KG-COVID-19: a framework to produce customized knowledge graphs for COVID-19 response

Abstract

Integrated, up-to-date data about SARS-CoV-2 and coronavirus disease 2019 (COVID-19) is crucial for the ongoing response to the COVID-19 pandemic by the biomedical research community. While rich biological knowledge exists for SARS-CoV-2 and related viruses (SARS-CoV, MERS-CoV), integrating this knowledge is difficult and time consuming, since much of it is in siloed databases or in textual format. Furthermore, the data required by the research community varies drastically for different tasks - the optimal data for a machine learning task, for example, is much different from the data used to populate a browsable user interface for clinicians. To address these challenges, we created KG-COVID-19, a flexible framework that ingests and integrates biomedical data to produce knowledge graphs (KGs) for COVID-19 response. This KG framework can also be applied to other problems in which siloed biomedical data must be quickly integrated for different research applications, including future pandemics.

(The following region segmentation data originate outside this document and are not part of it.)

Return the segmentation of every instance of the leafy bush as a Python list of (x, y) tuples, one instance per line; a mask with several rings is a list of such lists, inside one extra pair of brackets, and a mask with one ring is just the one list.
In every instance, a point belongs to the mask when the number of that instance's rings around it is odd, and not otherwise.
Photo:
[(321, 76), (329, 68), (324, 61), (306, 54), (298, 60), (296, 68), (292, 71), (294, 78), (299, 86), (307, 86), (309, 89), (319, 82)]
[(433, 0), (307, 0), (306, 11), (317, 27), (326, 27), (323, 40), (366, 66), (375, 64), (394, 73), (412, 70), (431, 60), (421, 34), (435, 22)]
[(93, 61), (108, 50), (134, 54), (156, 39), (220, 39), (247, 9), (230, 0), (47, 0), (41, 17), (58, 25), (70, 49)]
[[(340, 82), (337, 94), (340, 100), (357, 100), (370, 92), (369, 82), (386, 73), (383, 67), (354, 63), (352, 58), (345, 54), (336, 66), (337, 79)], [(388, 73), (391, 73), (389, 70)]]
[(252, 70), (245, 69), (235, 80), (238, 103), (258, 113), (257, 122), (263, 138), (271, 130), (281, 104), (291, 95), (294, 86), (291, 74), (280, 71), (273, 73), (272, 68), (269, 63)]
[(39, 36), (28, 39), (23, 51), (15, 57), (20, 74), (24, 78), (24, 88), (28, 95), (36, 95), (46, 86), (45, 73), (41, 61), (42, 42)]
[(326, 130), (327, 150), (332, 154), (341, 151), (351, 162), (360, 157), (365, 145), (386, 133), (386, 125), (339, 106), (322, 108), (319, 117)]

Bigger picture: An effective response to the COVID-19 pandemic relies on integration of many different types of data available about SARS-CoV-2 and related viruses. KG-COVID-19 is a framework for producing knowledge graphs that can be customized for downstream applications including machine learning tasks, hypothesis-based querying, and browsable user interface to enable researchers to explore COVID-19 data and discover relationships.

Figure 1.

The KG-COVID-19 framework for producing KGs. The framework is divided into three modular steps: download, transform, and merge. A) The download step retrieves all data sets needed for ingestion using a set of URLs specified in a YAML file. B) The transform step applies Python code that is specific to each source to transform the most useful elements of each source and emit a graph in TSV format. C) The merge step uses a YAML file to read the user-specified data sets (among those produced in the transform step) and merge them into a single KG. Different YAML files can be constructed to mix and match different input data from B, but each merge operation yields a single merged graph. Both the transform and merge steps rely heavily on KGX, a powerful tool for manipulating knowledge graphs (https://github.com/NCATS-Tangerine/kgx).

Figure 2.

A typical transformation of records from an input file into entries in a nodes.tsv and edges.tsv file representing the nodes and edge in a graph. These nodes and the edge can be further transformed into RDF triples.

Figure 3.

Schematic representation of the data currently ingested into the KG-COVID-19 knowledge graph. (Top) Polygons shown correspond to the various data sources currently ingested into the KG, and the small colored circles indicate the data types ingested from this source. (Bottom) Sankey plot showing the Biolink categories for edges in the KG-COVID-19 graph. Left and middle columns show Biolink categories for edges, right column indicates the source of the data from which the edges were derived. Line widths are proportional to the number of edges.

Figure 4.

Workflow for machine learning application of KG-COVID-19 knowledge graph. A. In order to train classifiers for use in link prediction, training and test graphs are first produced from the original KG-COVID-19 graph (see Experimental Procedures). These graphs are used by Embiggen to generate random walks, embeddings, and finally a classifier. The test graphs are used to assess the performance of the classifier. This step is performed iteratively in order to identify optimal hyperparameters. B. The classifiers are applied to the KG-COVID-19 to perform link prediction in order to identify links that correspond to actionable knowledge: for example, links between drugs and the COVID-19 disease, links between drugs and SARS-CoV-2 protein targets, and links between drugs and host proteins that are involved in COVID-19 disease processes.

Figure 5.

Hypothesis-based querying of KG-COVID-19 knowledge graph for using SPARQL queries. (Top) A SPARQL query retrieves approved drugs that target human proteins that physically interact with SARS-CoV-2 protein. (Bottom) A SPARQL query retrieves approved drugs that target human proteins that physically interact indirectly with SARS-CoV-2 through another human protein. The suitability of these drugs for repositioning are evaluated by NVBL collaborators, for example by analyzing available structural data to support repositioning.

Figure 6.

Visualization of KG-COVID-19 knowledge graph node embeddings using t-SNE. Embeddings were created for each node in the KG-COVID-19 knowledge graph and t-SNE was performed as described in Experimental Procedures. Nodes categorized with one of the ten most numerous Biolink categories were then selected. Colors indicate the Biolink category for each node.